Hacker News new | ask | show | jobs
by code_duck 2931 days ago
The difference is how the data is used and the whether it's associated with an individual's permanent personal data. If it's only gathered anonymously and used for internal UI improvement, that isn't objectionable. At the other extreme, association with a real-world individual enables many uses that are potentially harmful, such as unmasking those who legitimately prefer to be anonymous.

Edit: I wanted to add that I didn't intent to focus on whether the data is shared. I think FB having and using it is bad enough, especially if they're ubiquitous. Also, once anyone creates such data, other entities such as governments will seek to obtain it and likely do so eventually.

3 comments

Anonymous data is one identifier or clever match away from identification. This is particularly severe for sites/services/hardware that records audio (man, who would knowingly allow that kind of abuse??), but it can apply to mouse tracking too. Mouse tracking fingerprints could be used to re-identify all sorts of other things.
It depends how much data is collected in the first place, and how much is available to the person trying to break anonymization.

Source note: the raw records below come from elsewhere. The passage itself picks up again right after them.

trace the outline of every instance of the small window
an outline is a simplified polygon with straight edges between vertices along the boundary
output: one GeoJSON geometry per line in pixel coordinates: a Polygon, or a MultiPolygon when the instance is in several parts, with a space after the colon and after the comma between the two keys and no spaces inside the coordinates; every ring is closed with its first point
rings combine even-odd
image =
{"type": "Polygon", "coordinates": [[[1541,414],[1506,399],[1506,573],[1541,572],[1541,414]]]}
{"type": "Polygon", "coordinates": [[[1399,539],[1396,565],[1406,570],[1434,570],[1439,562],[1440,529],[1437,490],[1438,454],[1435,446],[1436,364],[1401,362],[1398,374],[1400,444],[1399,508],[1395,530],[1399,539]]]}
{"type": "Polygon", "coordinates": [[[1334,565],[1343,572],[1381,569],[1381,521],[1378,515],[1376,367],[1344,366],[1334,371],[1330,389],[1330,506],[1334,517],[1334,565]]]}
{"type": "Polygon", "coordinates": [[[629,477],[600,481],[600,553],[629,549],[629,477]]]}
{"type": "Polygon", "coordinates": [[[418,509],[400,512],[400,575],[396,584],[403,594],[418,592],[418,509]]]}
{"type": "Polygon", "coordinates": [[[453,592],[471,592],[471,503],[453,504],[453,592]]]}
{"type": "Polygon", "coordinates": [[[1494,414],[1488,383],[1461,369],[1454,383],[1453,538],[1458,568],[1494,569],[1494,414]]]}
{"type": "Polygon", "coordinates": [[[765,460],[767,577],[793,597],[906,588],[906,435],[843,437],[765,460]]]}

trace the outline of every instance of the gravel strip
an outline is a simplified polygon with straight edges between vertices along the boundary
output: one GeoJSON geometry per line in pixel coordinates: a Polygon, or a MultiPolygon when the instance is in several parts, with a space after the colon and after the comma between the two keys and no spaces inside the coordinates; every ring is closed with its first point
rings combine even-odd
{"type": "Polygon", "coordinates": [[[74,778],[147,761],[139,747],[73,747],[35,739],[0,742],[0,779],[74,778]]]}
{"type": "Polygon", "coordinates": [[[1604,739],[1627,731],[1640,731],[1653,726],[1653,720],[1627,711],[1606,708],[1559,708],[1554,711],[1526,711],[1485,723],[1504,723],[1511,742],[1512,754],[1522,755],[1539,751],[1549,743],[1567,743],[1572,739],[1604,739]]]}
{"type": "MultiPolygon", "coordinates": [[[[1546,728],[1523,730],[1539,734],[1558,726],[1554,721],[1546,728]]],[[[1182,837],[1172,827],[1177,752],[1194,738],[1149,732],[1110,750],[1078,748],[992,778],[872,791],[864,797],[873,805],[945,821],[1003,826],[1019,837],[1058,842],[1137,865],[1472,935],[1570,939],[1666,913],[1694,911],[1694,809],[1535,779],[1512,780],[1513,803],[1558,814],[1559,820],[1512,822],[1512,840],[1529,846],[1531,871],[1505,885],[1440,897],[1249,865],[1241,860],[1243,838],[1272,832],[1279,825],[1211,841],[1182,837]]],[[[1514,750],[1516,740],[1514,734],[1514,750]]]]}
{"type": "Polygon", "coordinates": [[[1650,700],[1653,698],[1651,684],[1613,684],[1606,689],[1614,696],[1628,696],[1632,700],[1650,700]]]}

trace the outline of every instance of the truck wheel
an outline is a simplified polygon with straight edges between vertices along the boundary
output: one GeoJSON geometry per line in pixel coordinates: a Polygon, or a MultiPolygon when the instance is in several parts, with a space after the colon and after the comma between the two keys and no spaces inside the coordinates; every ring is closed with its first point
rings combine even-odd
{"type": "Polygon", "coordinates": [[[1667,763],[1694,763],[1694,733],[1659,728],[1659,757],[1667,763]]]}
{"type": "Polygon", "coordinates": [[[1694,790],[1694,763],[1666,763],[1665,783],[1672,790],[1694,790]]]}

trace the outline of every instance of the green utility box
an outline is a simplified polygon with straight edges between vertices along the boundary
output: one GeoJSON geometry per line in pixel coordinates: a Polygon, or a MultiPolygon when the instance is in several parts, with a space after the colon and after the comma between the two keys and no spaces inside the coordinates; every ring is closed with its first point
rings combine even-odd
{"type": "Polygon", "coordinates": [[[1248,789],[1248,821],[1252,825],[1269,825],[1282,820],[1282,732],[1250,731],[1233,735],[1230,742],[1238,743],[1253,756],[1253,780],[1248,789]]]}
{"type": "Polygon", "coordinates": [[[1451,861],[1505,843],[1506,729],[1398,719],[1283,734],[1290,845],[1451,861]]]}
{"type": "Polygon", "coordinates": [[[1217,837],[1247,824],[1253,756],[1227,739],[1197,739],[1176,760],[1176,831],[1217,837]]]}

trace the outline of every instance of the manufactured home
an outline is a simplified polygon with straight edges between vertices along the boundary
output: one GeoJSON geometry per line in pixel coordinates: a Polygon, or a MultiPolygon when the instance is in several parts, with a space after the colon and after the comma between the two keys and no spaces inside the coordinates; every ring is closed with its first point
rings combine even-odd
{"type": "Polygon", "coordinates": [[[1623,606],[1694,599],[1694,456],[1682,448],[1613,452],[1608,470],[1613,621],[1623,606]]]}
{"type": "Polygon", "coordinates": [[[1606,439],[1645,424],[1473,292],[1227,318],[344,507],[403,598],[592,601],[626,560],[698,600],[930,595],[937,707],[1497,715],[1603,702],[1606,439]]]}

If I'm not mistaken, everything is deanonymizable with global traffic analysis.
For some people, there is no difference ultimately. Because it's not that they aren't doing anything malicious with the collected data now, it's about the fact that they CAN do it if they desire to (ethical or not) in the future--the data is being collected, stored (perhaps indefinitely), and will always be accessible. In a world where capitalism reigns, to think that any large corporate business would treat our data with the best care and in our bests interests seems a little silly. I have always held the belief that businesses are not people and it's reasonable to expect that businesses may not be inclined to always do the right thing, especially if it gains them more money and power.
I'm picturing the minimum being a system that collects nothing more than a mouse movements, rather than also IP address, full URL, user account, and other details that could easily tie it to a person. I mean more the minimum as an abstract ideal, than something anyone actually does.
There is no such thing as anonymous data. The belief that something is anonymous is simply an aspect of statistical ignorance or naiveté.

And, since we can't know in advance all the ways data can be combined, recombined, projected, and analyzed there is no such thing as informed consent to use said data unless specifically restricted to a single analysis using only given data.

I realize this, but I can picture a bare minimum store of heatmap generated data that would be extremely difficult to use for anything other than knowing what people on the website clicked on. Indeed, the more info collected, the more likely someone can combine it with other data to make broader conclusions.

Such as, any time you store a precise time in connection with user actions that has privacy implications. I picture simply not recording the time or exact URL. If the system is designed without any sort of privacy in mind, and just records whatever data is convenient and too much, that's easier to abuse than one that intentionally records a minimum with privacy in mind. I agree it's amazing the way all of this can be subverted, and yes, I realize that HN is stocked with data scientists who are more knowledgeable about this than I am.